Given the following real input parameters:
$$
\left(x_i,\,y_i\right),
\quad \quad \quad
\left(x_f,\,y_f\right),
\quad \quad \quad
\left(a_x,\,a_y\right),
\quad \quad \quad
v_i > 0
$$
and define the differences:
$$
\Delta x := x_f - x_i\,,
\quad \quad \quad
\Delta y := y_f - y_i
$$
we need to solve the system of equations:
$$
\begin{cases}
\Delta x = v_i\cos\theta\,\Delta t + a_x\,\Delta t^2/2 \\
\Delta y = v_i\sin\theta\,\Delta t + a_y\,\Delta t^2/2 \\
\end{cases}
$$
where solutions $\Delta t > 0$ and $0 \le \theta < 2\pi$ are of interest.

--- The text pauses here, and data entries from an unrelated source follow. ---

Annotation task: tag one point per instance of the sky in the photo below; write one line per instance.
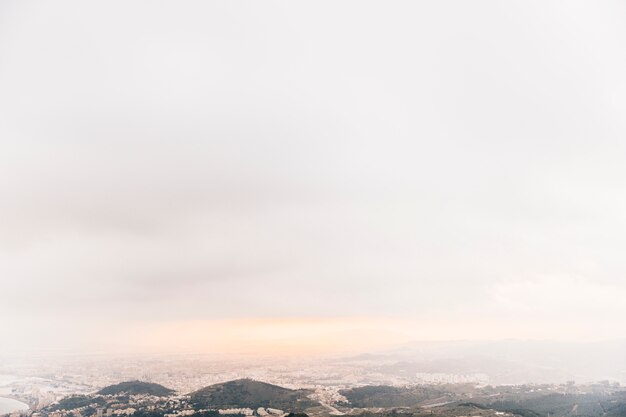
(190, 176)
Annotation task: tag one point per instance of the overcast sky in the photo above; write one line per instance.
(439, 170)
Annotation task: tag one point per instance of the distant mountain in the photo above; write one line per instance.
(247, 393)
(136, 388)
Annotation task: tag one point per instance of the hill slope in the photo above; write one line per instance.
(136, 388)
(248, 393)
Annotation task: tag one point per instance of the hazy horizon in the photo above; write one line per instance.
(311, 178)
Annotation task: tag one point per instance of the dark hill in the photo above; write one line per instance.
(136, 388)
(248, 393)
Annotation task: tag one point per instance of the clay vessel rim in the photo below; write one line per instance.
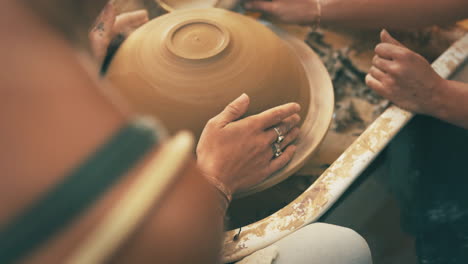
(171, 46)
(169, 8)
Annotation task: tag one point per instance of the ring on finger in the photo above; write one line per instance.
(277, 150)
(280, 135)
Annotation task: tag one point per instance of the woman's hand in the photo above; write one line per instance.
(108, 26)
(404, 77)
(238, 152)
(289, 11)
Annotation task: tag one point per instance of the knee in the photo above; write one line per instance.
(327, 244)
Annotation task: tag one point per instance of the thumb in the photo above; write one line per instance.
(387, 38)
(263, 6)
(235, 110)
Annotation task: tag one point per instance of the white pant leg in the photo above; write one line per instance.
(323, 244)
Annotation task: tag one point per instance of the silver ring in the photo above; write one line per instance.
(277, 150)
(280, 136)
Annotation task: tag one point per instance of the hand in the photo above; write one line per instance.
(109, 25)
(289, 11)
(238, 152)
(404, 77)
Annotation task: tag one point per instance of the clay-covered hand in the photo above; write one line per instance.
(109, 25)
(404, 77)
(237, 152)
(289, 11)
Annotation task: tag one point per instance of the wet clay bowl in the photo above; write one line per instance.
(172, 5)
(186, 66)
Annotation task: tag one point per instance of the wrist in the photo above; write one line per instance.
(221, 187)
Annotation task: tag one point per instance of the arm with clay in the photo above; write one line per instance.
(399, 14)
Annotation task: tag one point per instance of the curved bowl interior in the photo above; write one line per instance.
(319, 114)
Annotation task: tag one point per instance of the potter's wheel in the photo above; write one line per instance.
(156, 71)
(318, 118)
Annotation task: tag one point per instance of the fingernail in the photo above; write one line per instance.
(244, 97)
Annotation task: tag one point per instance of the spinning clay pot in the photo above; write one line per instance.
(185, 67)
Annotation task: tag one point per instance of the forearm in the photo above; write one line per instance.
(400, 14)
(453, 107)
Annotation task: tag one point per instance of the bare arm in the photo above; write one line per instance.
(52, 116)
(364, 13)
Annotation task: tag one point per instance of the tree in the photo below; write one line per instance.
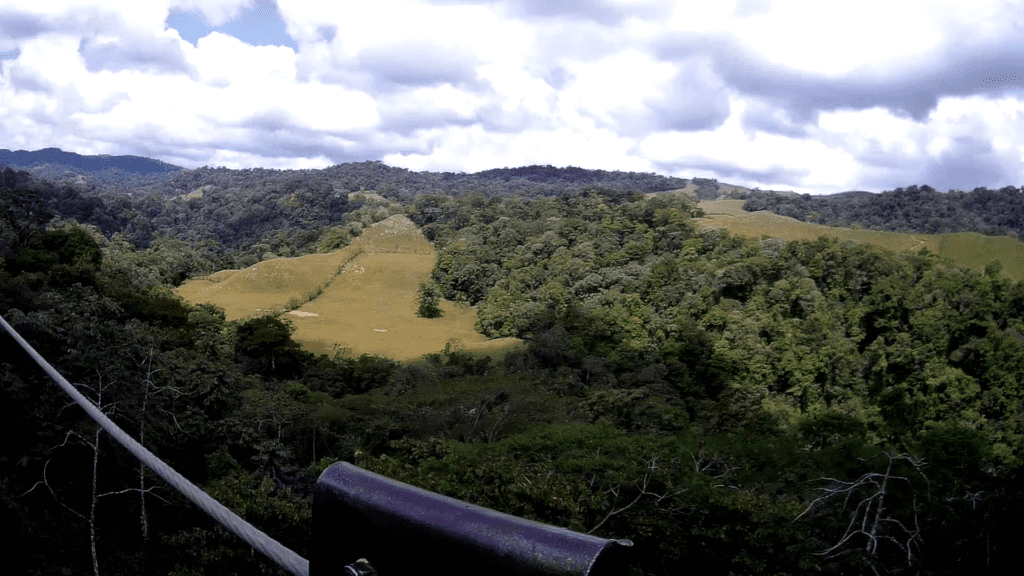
(880, 515)
(430, 296)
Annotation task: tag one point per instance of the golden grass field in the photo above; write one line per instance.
(364, 297)
(970, 249)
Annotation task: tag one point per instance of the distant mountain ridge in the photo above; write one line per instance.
(78, 162)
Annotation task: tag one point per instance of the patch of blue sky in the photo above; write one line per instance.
(260, 25)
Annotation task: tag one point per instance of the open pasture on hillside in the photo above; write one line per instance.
(969, 249)
(358, 299)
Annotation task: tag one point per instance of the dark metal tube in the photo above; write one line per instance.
(402, 530)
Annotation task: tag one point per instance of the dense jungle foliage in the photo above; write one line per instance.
(923, 209)
(731, 406)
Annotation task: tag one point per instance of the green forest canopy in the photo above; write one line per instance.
(714, 399)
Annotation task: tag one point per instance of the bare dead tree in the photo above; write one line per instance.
(713, 465)
(92, 442)
(651, 466)
(150, 388)
(870, 519)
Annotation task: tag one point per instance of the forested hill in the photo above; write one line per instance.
(55, 164)
(747, 406)
(921, 209)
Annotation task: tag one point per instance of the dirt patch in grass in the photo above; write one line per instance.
(364, 297)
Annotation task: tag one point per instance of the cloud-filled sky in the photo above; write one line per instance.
(805, 95)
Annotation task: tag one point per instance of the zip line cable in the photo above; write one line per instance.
(269, 547)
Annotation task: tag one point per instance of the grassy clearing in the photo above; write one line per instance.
(359, 299)
(969, 249)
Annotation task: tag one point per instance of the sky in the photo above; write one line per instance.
(810, 96)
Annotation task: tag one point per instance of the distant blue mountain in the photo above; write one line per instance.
(86, 164)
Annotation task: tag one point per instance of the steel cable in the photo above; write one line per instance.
(271, 548)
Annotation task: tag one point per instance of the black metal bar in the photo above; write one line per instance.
(402, 530)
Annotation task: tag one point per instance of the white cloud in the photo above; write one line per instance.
(778, 94)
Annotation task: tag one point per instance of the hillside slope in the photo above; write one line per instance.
(969, 249)
(359, 299)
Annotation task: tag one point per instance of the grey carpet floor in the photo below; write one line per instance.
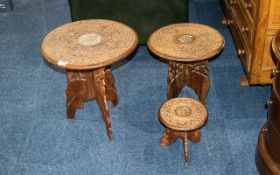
(36, 138)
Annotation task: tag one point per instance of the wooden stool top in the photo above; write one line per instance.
(183, 114)
(89, 44)
(186, 42)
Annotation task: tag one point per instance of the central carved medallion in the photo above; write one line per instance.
(90, 39)
(185, 38)
(183, 111)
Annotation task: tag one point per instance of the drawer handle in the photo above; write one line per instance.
(275, 71)
(240, 51)
(233, 2)
(248, 5)
(268, 103)
(227, 21)
(244, 29)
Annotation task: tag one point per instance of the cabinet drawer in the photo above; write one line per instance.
(274, 110)
(242, 25)
(250, 9)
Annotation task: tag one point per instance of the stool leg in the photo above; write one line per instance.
(169, 137)
(198, 79)
(194, 136)
(185, 144)
(110, 86)
(99, 86)
(176, 79)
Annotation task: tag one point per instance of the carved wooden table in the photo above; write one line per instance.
(86, 49)
(183, 117)
(187, 47)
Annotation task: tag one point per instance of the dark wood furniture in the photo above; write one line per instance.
(86, 49)
(252, 24)
(187, 47)
(182, 117)
(144, 16)
(268, 148)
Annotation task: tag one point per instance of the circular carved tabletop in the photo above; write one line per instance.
(186, 42)
(88, 44)
(183, 114)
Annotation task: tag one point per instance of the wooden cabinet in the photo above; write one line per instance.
(252, 24)
(267, 152)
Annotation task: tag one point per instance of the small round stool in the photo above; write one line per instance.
(86, 49)
(187, 47)
(182, 117)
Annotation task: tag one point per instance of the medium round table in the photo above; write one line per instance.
(86, 49)
(187, 47)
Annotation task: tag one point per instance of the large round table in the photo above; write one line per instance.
(87, 49)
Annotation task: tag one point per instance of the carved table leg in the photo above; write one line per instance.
(169, 137)
(194, 136)
(100, 92)
(110, 87)
(79, 88)
(198, 78)
(176, 79)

So, rewriting the system of equations:
$$
\begin{cases}
\frac{2\,\Delta x - a_x\,\Delta t^2}{2\,v_i\,\Delta t} = \cos\theta \\
\frac{2\,\Delta y - a_y\,\Delta t^2}{2\,v_i\,\Delta t} = \sin\theta \\
\end{cases}
$$
it follows that:
$$
\left(\frac{2\,\Delta x - a_x\,\Delta t^2}{2\,v_i\,\Delta t}\right)^2 + \left(\frac{2\,\Delta y - a_y\,\Delta t^2}{2\,v_i\,\Delta t}\right)^2 = 1
$$
that is, by reworking:
$$
\left(a_x^2 + a_y^2\right)\Delta t^4 - 4\left(v_i^2 + a_x\,\Delta x + a_y\,\Delta y\right)\Delta t^2 + 4\left(\Delta x^2 + \Delta y^2\right) = 0
$$
where, defined the parameters:
$$
a := a_x^2 + a_y^2\,,
\quad \quad \quad
b := - 4\left(v_i^2 + a_x\,\Delta x + a_y\,\Delta y\right),
\quad \quad \quad
c := 4\left(\Delta x^2 + \Delta y^2\right)
$$
it's clear that there are solutions $\Delta t > 0$ if and only if:
$$
a + c \ne 0
\quad \quad \quad
\text{and}
\quad \quad \quad
b < 0
\quad \quad \quad
\text{and}
\quad \quad \quad
b^2 - 4\,a\,c \ge 0
$$
and in this case it's only one if:
$a = 0$ from which $\Delta t = \sqrt{\frac{c}{-b}}$;
$c = 0$ from which $\Delta t = \sqrt{\frac{-b}{a}}$;
$b^2 - 4\,a\,c = 0$ from which $\Delta t = \sqrt{\frac{-b}{2\,a}}$;
otherwise are two:
$$
\Delta t_1 = \sqrt{\frac{- b - \sqrt{b^2 - 4\,a\,c}}{2\,a}} < \Delta t_2 = \sqrt{\frac{- b + \sqrt{b^2 - 4\,a\,c}}{2\,a}}\,.
$$
In particular, if there are solutions $\Delta t > 0$, the initial velocity vector is trivially determined:
$$
v_{x,i} = v_i\,\cos\theta = \frac{\Delta x}{\Delta t} - \frac{a_x}{2}\,\Delta t\,,
\quad \quad \quad
v_{y,i} = v_i\,\sin\theta = \frac{\Delta y}{\Delta t} - \frac{a_y}{2}\,\Delta t
$$
and consequently also the angle measured with respect to the positive semi-axis of the abscissa:
$$
\theta =
\begin{cases}
\pi + \arctan\left(v_{y,i}/v_{x,i}\right) & \text{if} \; v_{x,i} < 0 \\
3\pi/2 & \text{if} \; v_{x,i} = 0 \, \land \, v_{y,i} < 0 \\
\pi/2 & \text{if} \; v_{x,i} = 0 \, \land \, v_{y,i} > 0 \\
2\pi + \arctan\left(v_{y,i}/v_{x,i}\right) & \text{if} \; v_{x,i} > 0 \, \land v_{y,i} < 0 \\
\arctan\left(v_{y,i}/v_{x,i}\right) & \text{if} \; v_{x,i} > 0 \, \land v_{y,i} \ge 0 \\
\end{cases}
$$
which, if desired, is equivalent to writing:
$$
\theta =
\begin{cases}
2\pi + \text{arctan2}\left(v_{y,i},\,v_{x,\,i}\right) & \text{if} \; v_{y,i} < 0 \\
\text{arctan2}\left(v_{y,i},\,v_{x,\,i}\right) & \text{if} \; v_{y,i} \ge 0 \\
\end{cases}
$$
where $\text{arctan2}(y,\,x)$ associates an angle in the interval $(-\pi,\,\pi]$ for each point $(x,\,y) \ne (0,\,0)$.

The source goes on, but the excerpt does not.